Don't make assumptions and turn up, unannounced, at social occasions with a new man/woman on your arm. Don't leave people guessing, introducing new partners as 'friends', and behaving ambiguously around them. It's much better to be upfront, and clarify the nature of the relationship from the outset. You don't want to turn - yet again - into gossip fodder.
Be prepared for close scrutiny from those around you. Friends and family will feel very protective of you, and may be unusually suspicious of new lovers - especially if there is an alarming age discrepancy. It may feel oppressive, but they really do have your best interests at heart.

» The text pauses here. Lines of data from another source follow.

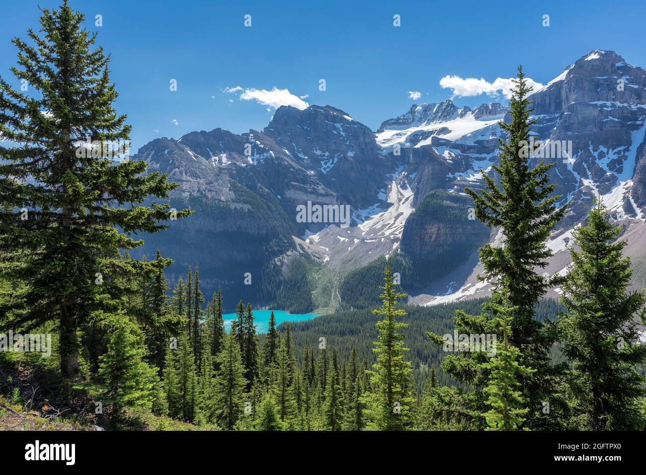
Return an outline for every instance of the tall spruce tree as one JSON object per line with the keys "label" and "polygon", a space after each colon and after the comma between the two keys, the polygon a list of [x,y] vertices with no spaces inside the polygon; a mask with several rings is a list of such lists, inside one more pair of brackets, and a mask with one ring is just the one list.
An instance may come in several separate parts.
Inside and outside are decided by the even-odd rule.
{"label": "tall spruce tree", "polygon": [[[189,336],[189,345],[194,347],[193,338],[193,270],[189,265],[189,273],[186,276],[186,292],[184,294],[186,304],[186,331]],[[193,356],[194,358],[194,355]]]}
{"label": "tall spruce tree", "polygon": [[245,321],[244,303],[243,303],[241,299],[238,302],[238,306],[236,307],[236,321],[232,323],[231,328],[233,328],[233,323],[234,323],[235,332],[232,331],[232,333],[234,333],[236,338],[238,340],[238,345],[240,351],[240,356],[243,358],[243,363],[244,362],[245,355],[247,354],[247,351],[244,346],[247,342],[247,331],[245,328]]}
{"label": "tall spruce tree", "polygon": [[274,368],[275,375],[272,378],[274,388],[272,393],[278,408],[280,420],[287,427],[293,428],[296,418],[296,401],[292,390],[290,378],[293,377],[291,367],[287,356],[286,342],[283,339],[278,348],[278,361]]}
{"label": "tall spruce tree", "polygon": [[[216,356],[222,349],[224,341],[224,318],[222,316],[222,292],[218,289],[218,294],[213,294],[213,298],[211,302],[211,312],[213,312],[213,321],[211,324],[211,355]],[[216,365],[217,369],[217,365]]]}
{"label": "tall spruce tree", "polygon": [[185,330],[180,338],[180,355],[178,368],[178,387],[182,402],[182,419],[187,422],[195,420],[196,403],[198,401],[198,375],[195,367],[195,355]]}
{"label": "tall spruce tree", "polygon": [[404,336],[399,332],[408,325],[397,321],[406,312],[395,308],[397,301],[406,294],[395,290],[390,258],[383,274],[384,285],[380,287],[383,290],[382,304],[373,313],[384,319],[376,325],[379,336],[373,349],[377,361],[370,371],[371,390],[364,394],[362,401],[366,404],[367,429],[402,430],[412,425],[415,403],[411,389],[413,368],[404,358],[408,349],[404,347]]}
{"label": "tall spruce tree", "polygon": [[[499,123],[506,136],[499,138],[499,163],[492,166],[492,172],[483,172],[484,188],[464,189],[475,201],[478,219],[489,227],[498,228],[505,239],[503,246],[489,243],[480,248],[484,274],[478,279],[492,285],[490,303],[483,306],[484,311],[480,315],[457,311],[454,321],[461,334],[494,333],[497,325],[490,317],[490,305],[503,305],[504,296],[508,294],[509,305],[515,308],[511,313],[509,343],[521,353],[519,363],[536,370],[519,375],[519,390],[528,398],[529,410],[525,425],[534,429],[556,429],[563,427],[567,410],[567,401],[558,394],[557,386],[564,365],[550,364],[550,352],[557,338],[555,325],[534,317],[539,299],[561,281],[559,277],[545,279],[539,272],[552,255],[546,241],[566,208],[557,207],[561,197],[554,196],[556,185],[550,183],[548,172],[554,163],[541,160],[533,168],[530,166],[534,159],[530,148],[530,128],[536,123],[530,120],[532,110],[528,98],[532,88],[520,66],[512,81],[511,121]],[[495,174],[500,176],[499,184]],[[443,345],[441,336],[428,334],[435,343]],[[442,365],[446,372],[477,387],[486,383],[488,374],[484,365],[488,362],[483,352],[475,352],[448,355]],[[466,396],[475,414],[485,412],[484,396],[475,392]],[[549,414],[542,411],[544,401],[550,402]]]}
{"label": "tall spruce tree", "polygon": [[103,402],[112,405],[118,414],[127,408],[150,410],[159,378],[143,361],[145,350],[127,318],[121,314],[112,321],[108,351],[99,358]]}
{"label": "tall spruce tree", "polygon": [[78,329],[95,312],[118,310],[123,289],[115,277],[140,271],[119,259],[120,249],[143,244],[129,234],[156,232],[167,227],[160,221],[191,212],[140,205],[179,185],[146,175],[145,161],[113,159],[111,145],[118,153],[130,126],[112,107],[109,57],[67,0],[42,14],[41,35],[13,40],[12,72],[28,91],[0,78],[0,136],[14,144],[0,147],[0,274],[20,283],[0,301],[10,327],[57,322],[61,370],[73,376]]}
{"label": "tall spruce tree", "polygon": [[233,430],[244,411],[247,380],[235,334],[225,334],[224,343],[218,355],[220,369],[215,376],[213,404],[218,424],[226,430]]}
{"label": "tall spruce tree", "polygon": [[518,390],[518,377],[534,370],[519,364],[520,352],[509,343],[511,334],[510,314],[515,308],[510,308],[506,296],[503,305],[493,304],[494,318],[499,326],[498,334],[502,334],[503,343],[496,345],[496,354],[492,360],[484,365],[489,370],[489,380],[484,392],[489,397],[487,405],[490,408],[484,414],[487,429],[492,430],[515,430],[525,421],[527,408],[523,407],[525,398]]}
{"label": "tall spruce tree", "polygon": [[172,301],[174,302],[173,309],[175,314],[180,318],[184,318],[184,298],[185,288],[182,276],[177,281],[177,284],[172,290]]}
{"label": "tall spruce tree", "polygon": [[572,264],[563,286],[560,339],[572,366],[574,415],[593,430],[643,430],[646,423],[640,407],[646,381],[636,370],[646,360],[636,326],[639,317],[643,321],[644,294],[627,291],[632,271],[622,256],[626,241],[615,242],[621,230],[596,203],[587,225],[572,232]]}
{"label": "tall spruce tree", "polygon": [[337,350],[334,350],[332,352],[332,365],[328,375],[324,409],[326,429],[328,430],[340,430],[342,427],[342,391],[340,378],[339,359]]}
{"label": "tall spruce tree", "polygon": [[271,367],[276,363],[279,338],[280,335],[276,330],[276,317],[274,316],[274,311],[271,310],[271,314],[269,315],[269,328],[267,332],[267,339],[265,340],[262,352],[266,370],[270,370]]}
{"label": "tall spruce tree", "polygon": [[195,361],[202,363],[201,350],[202,341],[200,339],[200,319],[202,318],[202,303],[204,301],[204,296],[200,290],[200,269],[198,266],[195,266],[195,277],[193,280],[193,314],[191,316],[193,330],[191,332],[193,335],[193,350],[195,352]]}
{"label": "tall spruce tree", "polygon": [[244,354],[242,363],[245,367],[245,379],[247,379],[247,390],[251,390],[254,382],[260,374],[258,369],[258,335],[256,334],[256,325],[253,323],[253,310],[251,304],[247,304],[247,312],[244,317]]}

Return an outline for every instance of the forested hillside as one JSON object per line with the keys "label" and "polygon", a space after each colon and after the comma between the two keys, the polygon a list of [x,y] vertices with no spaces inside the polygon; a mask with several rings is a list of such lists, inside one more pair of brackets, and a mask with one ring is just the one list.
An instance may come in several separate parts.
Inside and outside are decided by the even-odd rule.
{"label": "forested hillside", "polygon": [[[277,326],[271,310],[261,337],[250,296],[305,312],[322,301],[313,281],[333,292],[331,279],[319,263],[290,254],[284,233],[259,252],[286,247],[285,260],[259,261],[241,276],[248,283],[228,293],[203,292],[200,256],[168,279],[167,250],[134,255],[151,235],[200,219],[203,208],[171,207],[180,185],[145,161],[79,145],[89,136],[125,141],[131,132],[113,107],[110,56],[83,20],[63,1],[42,10],[33,44],[14,40],[13,73],[37,94],[0,79],[0,134],[8,142],[0,147],[0,428],[646,429],[646,298],[629,290],[627,244],[602,200],[570,230],[566,272],[543,274],[568,203],[550,181],[555,163],[527,159],[535,120],[522,67],[512,81],[510,120],[499,123],[499,163],[481,170],[484,187],[464,188],[479,221],[474,232],[503,238],[479,248],[478,279],[490,297],[402,305],[417,271],[389,242],[388,257],[343,281],[340,311]],[[320,108],[377,154],[369,129]],[[292,113],[284,110],[282,119]],[[358,194],[352,185],[346,192]],[[464,225],[444,197],[429,195],[420,212]],[[460,197],[456,206],[464,211],[470,203]],[[262,221],[249,214],[252,224]],[[337,238],[347,245],[349,238]],[[246,287],[236,293],[239,285]],[[545,299],[554,288],[559,300]],[[236,309],[228,331],[227,308]]]}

Don't lose your head over your new love. Your friends have seen you go through hell, and will be delighted that you have found someone with whom you can start again. But their pleasure will turn to embarrassment and dismay if you go into 'head over heels' mode. Remember, your friends have lived through your darkest, disillusioned days, so they'll find it very disorientating to be faced with two cooing love-birds. You're embarking on a second attempt at life-long connubial bliss, and people will get very nervous if they feel you haven't learnt anything (at the very least, caution) from your first, failed, marriage.
So keep your behaviour discreet and don't ricochet (publicly at least) from the depths of despair to ecstatic joy. In private, you may feel an absolute conviction that this new relationship is the one, but in public you should play the 'older and wiser' card.